Evaluation Dataset Format

Convert your eval data to a JSON Line file of a List of all samples. Sample metadata should contain question_id (a unique identifier), image (the path to the image or images), and text (the prompt or question to be answered by the model). The reference (the ground truth answer) is optional and can be used for scoring evaluations.

Here's a sample JSONL for evaluating Libra for Radiology Report Generation:

{"question_id": 12345678, "image": ["files/p19/p19586697/s50637770/efb2c222-0fe78b2f-2bd67556-d10e01d8-72e87669.jpg", "files/p19/p19586697/s50637770/efb2c222-0fe78b2f-2bd67556-d10e01d8-72e87669.jpg"], "text": "Provide a detailed description of the findings in the radiology image.
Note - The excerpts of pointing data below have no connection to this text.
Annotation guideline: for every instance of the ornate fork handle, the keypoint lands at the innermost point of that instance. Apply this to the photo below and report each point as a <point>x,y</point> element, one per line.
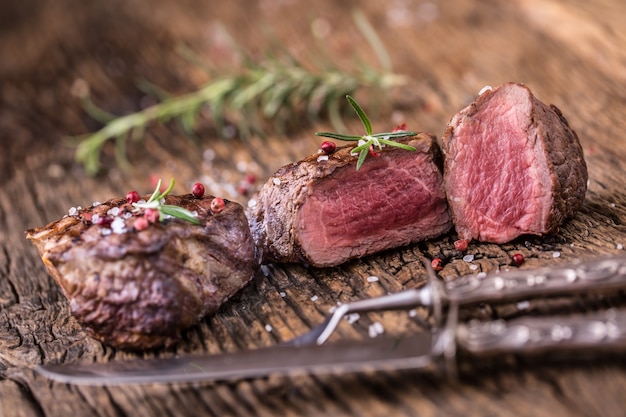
<point>605,330</point>
<point>602,274</point>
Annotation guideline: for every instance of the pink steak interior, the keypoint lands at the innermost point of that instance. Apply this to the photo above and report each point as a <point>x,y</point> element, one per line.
<point>393,199</point>
<point>499,185</point>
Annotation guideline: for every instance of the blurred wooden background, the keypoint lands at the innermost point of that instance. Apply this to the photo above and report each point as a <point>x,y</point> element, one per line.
<point>570,53</point>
Following clinical context: History: Chest tightness.", "reference": "The heart and mediastinum are normal. The lung fields are clear. The costophrenic angles are sharp. No infiltrates are present. There is no evidence of a pneumothorax."}
...

Tips

Finetuning with Limited Data

If you have limited task-specific data, we recommend finetuning from Libra checkpoints using LoRA. Follow this finetune_lora.sh script.

Finetuning with Sufficient Data

If you have sufficient task-specific data, you can perform full-model finetuning from Libra checkpoints. Follow this finetune.sh script.

Hyperparameter Adjustment

Adjust the hyperparameters to fit your specific dataset and hardware constraints.